A NEW memorial to Scottish police officers is to be created to honour their achievements and help grieving families cope with their loss.
For the first time, the names of officers across Scotland who were still serving but off-duty at the time of their deaths will be added to a new wall being built at an existing memorial in Fife.
The move follows calls from mourning relatives to extend the memorial in the grounds of the police training college at Tulliallan, which until now has only commemorated officers who died in the line of duty.
Widow Christine Fulton, whose 28-year-old husband PC Lewis Fulton was stabbed to death in 1994 while answering an emergency call in the Gorbals, said the new wall would help reduce the isolation felt by relatives of officers.
Mrs Fulton said: "We are building a small wall at the entrance to the memorial garden, where people can put little plaques for their officers who have not died on duty.
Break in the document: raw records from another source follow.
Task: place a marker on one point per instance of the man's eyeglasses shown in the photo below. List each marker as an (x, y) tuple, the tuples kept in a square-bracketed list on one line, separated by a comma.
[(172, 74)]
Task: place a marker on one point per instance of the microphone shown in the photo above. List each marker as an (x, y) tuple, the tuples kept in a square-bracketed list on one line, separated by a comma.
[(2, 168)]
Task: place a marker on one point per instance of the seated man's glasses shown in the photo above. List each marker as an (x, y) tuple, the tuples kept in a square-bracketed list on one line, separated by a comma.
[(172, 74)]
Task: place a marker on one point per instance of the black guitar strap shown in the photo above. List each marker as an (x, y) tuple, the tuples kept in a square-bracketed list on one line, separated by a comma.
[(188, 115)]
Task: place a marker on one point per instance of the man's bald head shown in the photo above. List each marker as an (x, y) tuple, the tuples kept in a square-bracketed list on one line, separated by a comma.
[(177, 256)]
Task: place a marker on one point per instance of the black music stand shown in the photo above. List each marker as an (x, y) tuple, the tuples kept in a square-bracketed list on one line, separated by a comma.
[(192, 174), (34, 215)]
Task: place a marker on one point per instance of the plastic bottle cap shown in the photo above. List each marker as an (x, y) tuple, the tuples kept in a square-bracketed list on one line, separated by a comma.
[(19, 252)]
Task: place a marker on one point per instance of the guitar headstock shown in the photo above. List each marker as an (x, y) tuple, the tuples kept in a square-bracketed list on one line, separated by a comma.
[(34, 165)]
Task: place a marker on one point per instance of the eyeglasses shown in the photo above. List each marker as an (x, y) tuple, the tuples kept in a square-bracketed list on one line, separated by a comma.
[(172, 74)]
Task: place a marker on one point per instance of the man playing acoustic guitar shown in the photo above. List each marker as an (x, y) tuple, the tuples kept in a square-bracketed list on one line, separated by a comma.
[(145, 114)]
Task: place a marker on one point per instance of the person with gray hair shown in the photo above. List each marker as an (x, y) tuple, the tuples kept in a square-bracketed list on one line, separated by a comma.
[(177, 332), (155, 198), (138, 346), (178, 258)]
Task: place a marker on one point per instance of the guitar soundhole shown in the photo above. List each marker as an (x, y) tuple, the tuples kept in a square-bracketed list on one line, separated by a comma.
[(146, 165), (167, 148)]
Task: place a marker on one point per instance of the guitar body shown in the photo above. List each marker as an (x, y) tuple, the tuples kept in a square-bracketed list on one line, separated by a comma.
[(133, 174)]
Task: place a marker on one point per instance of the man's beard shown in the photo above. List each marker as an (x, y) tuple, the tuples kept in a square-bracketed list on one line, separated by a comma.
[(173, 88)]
"We have had so many requests from people who wanted to mark their own officers' death in some small way.
"This will give them somewhere that they feel they can go to remember their officer."
Work on the wall is expected to get under way shortly, with the first names added in the new year.
A ceremony marking the development is likely to be held next September as part of the annual Scottish police memorial service.
Assistant Chief Constable John Geates, director of the Scottish Police College, said the memorial and the remembrance service were both "tangible" reminders to surviving families that they were not alone.